England’s King Richard, the one they called the Lionheart – as cruel as he was courageous – had recently recaptured Acre, but his greatest desire was to re-take Jerusalem, a holy site. And nowhere in Jerusalem was more sacred than the Temple Mount and the ruins of the Temple of Solomon – towards which Altaïr, Malik and Kadar crept.

They moved fast but stealthily, clinging to the sides of the tunnels, their soft boots barely disturbing the sand. Altaïr went ahead, Malik and Kadar a few paces behind, all with senses tuned to their surroundings, their pulses quickening as they came closer to the Mount. The catacombs were thousands of years old and looked every day of it; Altaïr could see sand and dust trickling from unsteady wooden supports, while underfoot the ground was soft, the sand wet with the water that dripped steadily from overhead – some kind of nearby watercourse. The air was thick with the smell of sulphur from the bitumen-soaked lanterns that lined the tunnel walls.

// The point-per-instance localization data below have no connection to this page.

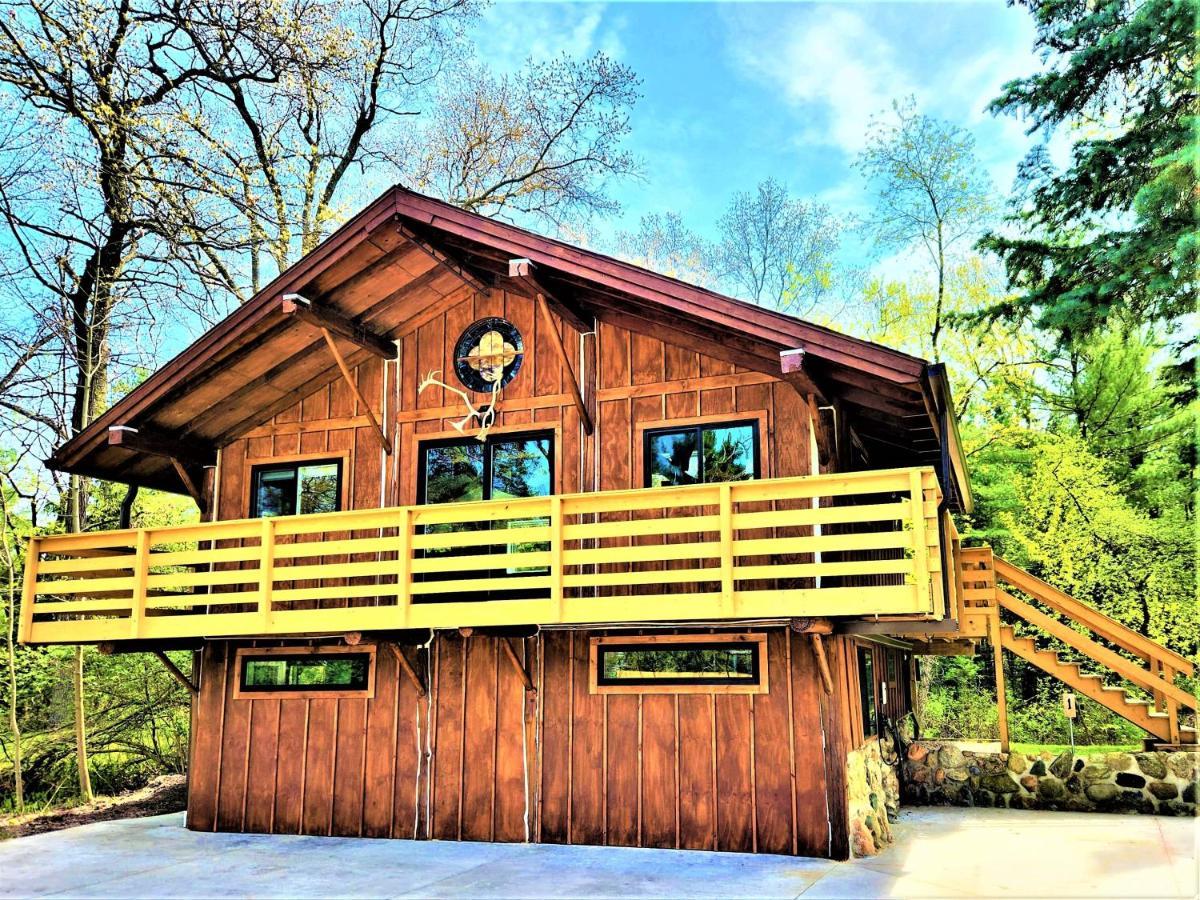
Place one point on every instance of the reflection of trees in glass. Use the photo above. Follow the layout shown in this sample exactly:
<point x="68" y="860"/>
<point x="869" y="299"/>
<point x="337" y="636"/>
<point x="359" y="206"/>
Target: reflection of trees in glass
<point x="701" y="454"/>
<point x="343" y="671"/>
<point x="733" y="663"/>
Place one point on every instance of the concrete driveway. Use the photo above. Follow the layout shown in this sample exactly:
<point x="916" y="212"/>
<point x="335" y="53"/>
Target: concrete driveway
<point x="940" y="852"/>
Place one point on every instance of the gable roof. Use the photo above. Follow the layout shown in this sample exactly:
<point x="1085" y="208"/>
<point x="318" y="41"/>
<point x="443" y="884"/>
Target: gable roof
<point x="407" y="252"/>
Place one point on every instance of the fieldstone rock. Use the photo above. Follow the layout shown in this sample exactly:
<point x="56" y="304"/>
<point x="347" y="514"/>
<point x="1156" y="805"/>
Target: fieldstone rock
<point x="1102" y="792"/>
<point x="1182" y="765"/>
<point x="1119" y="762"/>
<point x="951" y="757"/>
<point x="1096" y="773"/>
<point x="1061" y="767"/>
<point x="1152" y="765"/>
<point x="1163" y="790"/>
<point x="1050" y="789"/>
<point x="999" y="784"/>
<point x="1128" y="779"/>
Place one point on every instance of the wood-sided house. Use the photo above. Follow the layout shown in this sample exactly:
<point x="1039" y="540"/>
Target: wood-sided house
<point x="503" y="539"/>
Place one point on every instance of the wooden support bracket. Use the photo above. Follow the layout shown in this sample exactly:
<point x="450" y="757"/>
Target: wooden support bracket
<point x="507" y="643"/>
<point x="329" y="319"/>
<point x="822" y="663"/>
<point x="408" y="669"/>
<point x="557" y="340"/>
<point x="798" y="372"/>
<point x="175" y="672"/>
<point x="354" y="389"/>
<point x="466" y="275"/>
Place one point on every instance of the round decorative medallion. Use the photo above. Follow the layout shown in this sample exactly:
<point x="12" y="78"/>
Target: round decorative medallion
<point x="489" y="353"/>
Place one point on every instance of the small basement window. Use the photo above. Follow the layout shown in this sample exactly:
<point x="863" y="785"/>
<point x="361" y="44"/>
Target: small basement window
<point x="331" y="672"/>
<point x="287" y="489"/>
<point x="679" y="664"/>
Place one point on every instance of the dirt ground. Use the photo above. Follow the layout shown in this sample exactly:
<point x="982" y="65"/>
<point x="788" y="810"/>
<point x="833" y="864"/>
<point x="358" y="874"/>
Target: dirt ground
<point x="166" y="793"/>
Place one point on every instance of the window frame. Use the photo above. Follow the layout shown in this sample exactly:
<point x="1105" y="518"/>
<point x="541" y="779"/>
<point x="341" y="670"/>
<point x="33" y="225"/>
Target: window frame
<point x="756" y="640"/>
<point x="756" y="420"/>
<point x="243" y="653"/>
<point x="295" y="461"/>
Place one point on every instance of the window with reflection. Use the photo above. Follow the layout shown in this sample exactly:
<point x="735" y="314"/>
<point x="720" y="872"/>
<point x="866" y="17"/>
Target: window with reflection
<point x="503" y="467"/>
<point x="288" y="489"/>
<point x="701" y="454"/>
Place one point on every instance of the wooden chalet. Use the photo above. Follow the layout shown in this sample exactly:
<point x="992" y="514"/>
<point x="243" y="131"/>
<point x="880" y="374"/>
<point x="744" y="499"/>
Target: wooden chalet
<point x="503" y="539"/>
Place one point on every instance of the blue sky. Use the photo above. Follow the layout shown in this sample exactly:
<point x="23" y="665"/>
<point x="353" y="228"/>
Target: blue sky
<point x="735" y="93"/>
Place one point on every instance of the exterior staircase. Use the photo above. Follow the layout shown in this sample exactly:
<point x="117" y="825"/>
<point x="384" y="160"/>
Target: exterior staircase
<point x="991" y="585"/>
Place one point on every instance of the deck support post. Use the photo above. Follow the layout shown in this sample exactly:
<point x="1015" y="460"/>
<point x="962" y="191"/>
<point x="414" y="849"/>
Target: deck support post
<point x="354" y="389"/>
<point x="175" y="672"/>
<point x="997" y="654"/>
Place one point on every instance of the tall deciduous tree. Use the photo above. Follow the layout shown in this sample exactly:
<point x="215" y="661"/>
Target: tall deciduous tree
<point x="929" y="191"/>
<point x="1116" y="229"/>
<point x="777" y="250"/>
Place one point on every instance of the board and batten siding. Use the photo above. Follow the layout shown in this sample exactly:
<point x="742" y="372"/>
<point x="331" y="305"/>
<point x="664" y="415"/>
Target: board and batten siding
<point x="733" y="772"/>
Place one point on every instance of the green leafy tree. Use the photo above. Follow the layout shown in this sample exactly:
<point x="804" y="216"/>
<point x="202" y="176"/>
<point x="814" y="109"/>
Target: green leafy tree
<point x="1116" y="229"/>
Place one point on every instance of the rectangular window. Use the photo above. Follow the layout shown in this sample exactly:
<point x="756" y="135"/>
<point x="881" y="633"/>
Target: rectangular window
<point x="701" y="454"/>
<point x="867" y="691"/>
<point x="679" y="664"/>
<point x="292" y="487"/>
<point x="340" y="672"/>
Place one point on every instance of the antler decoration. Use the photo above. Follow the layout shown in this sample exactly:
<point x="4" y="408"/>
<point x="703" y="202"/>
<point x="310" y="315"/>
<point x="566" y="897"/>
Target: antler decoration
<point x="486" y="415"/>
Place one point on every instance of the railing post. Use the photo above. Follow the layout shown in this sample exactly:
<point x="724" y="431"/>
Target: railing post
<point x="405" y="571"/>
<point x="267" y="573"/>
<point x="29" y="592"/>
<point x="556" y="557"/>
<point x="141" y="576"/>
<point x="919" y="547"/>
<point x="726" y="513"/>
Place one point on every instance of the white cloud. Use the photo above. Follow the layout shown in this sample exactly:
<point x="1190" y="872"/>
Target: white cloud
<point x="510" y="33"/>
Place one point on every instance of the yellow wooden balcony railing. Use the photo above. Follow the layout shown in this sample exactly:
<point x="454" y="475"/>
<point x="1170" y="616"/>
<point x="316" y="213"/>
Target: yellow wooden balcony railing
<point x="827" y="545"/>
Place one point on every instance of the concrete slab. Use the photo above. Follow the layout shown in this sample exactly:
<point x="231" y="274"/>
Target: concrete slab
<point x="940" y="852"/>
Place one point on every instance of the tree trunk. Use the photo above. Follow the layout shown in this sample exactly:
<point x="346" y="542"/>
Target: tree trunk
<point x="85" y="793"/>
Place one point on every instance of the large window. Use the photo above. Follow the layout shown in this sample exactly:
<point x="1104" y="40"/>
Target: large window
<point x="701" y="454"/>
<point x="678" y="664"/>
<point x="503" y="467"/>
<point x="291" y="487"/>
<point x="305" y="672"/>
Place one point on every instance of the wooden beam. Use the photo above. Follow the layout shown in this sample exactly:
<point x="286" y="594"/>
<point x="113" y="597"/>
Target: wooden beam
<point x="408" y="669"/>
<point x="354" y="389"/>
<point x="145" y="441"/>
<point x="557" y="340"/>
<point x="465" y="274"/>
<point x="329" y="319"/>
<point x="507" y="643"/>
<point x="822" y="663"/>
<point x="798" y="372"/>
<point x="174" y="671"/>
<point x="521" y="271"/>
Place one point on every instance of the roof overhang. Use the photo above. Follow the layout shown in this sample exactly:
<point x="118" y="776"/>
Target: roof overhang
<point x="394" y="264"/>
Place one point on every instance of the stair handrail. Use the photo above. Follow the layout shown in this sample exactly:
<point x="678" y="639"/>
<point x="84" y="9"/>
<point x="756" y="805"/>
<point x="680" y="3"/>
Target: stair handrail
<point x="1119" y="664"/>
<point x="1105" y="627"/>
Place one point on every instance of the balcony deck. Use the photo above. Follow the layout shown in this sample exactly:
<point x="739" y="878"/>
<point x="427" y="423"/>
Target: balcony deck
<point x="826" y="545"/>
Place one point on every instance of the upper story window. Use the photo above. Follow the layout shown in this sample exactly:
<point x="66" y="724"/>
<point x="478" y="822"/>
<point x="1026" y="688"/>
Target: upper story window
<point x="291" y="487"/>
<point x="502" y="467"/>
<point x="701" y="454"/>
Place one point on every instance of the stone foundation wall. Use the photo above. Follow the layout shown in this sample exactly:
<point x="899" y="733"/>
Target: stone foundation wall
<point x="874" y="787"/>
<point x="1151" y="783"/>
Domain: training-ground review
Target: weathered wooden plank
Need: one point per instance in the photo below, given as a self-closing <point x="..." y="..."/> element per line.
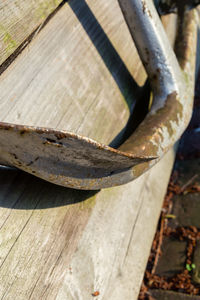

Altaïr was the first to hear the priest. Of course he was. He was the leader, the Master Assassin; his skills were greater, his senses sharper. He stopped. He touched his ear, then held up his hand, and all three became still, like wraiths in the passage. When he glanced back, they were awaiting his next command. Kadar’s eyes gleamed with anticipation; Malik’s were watchful and flinty.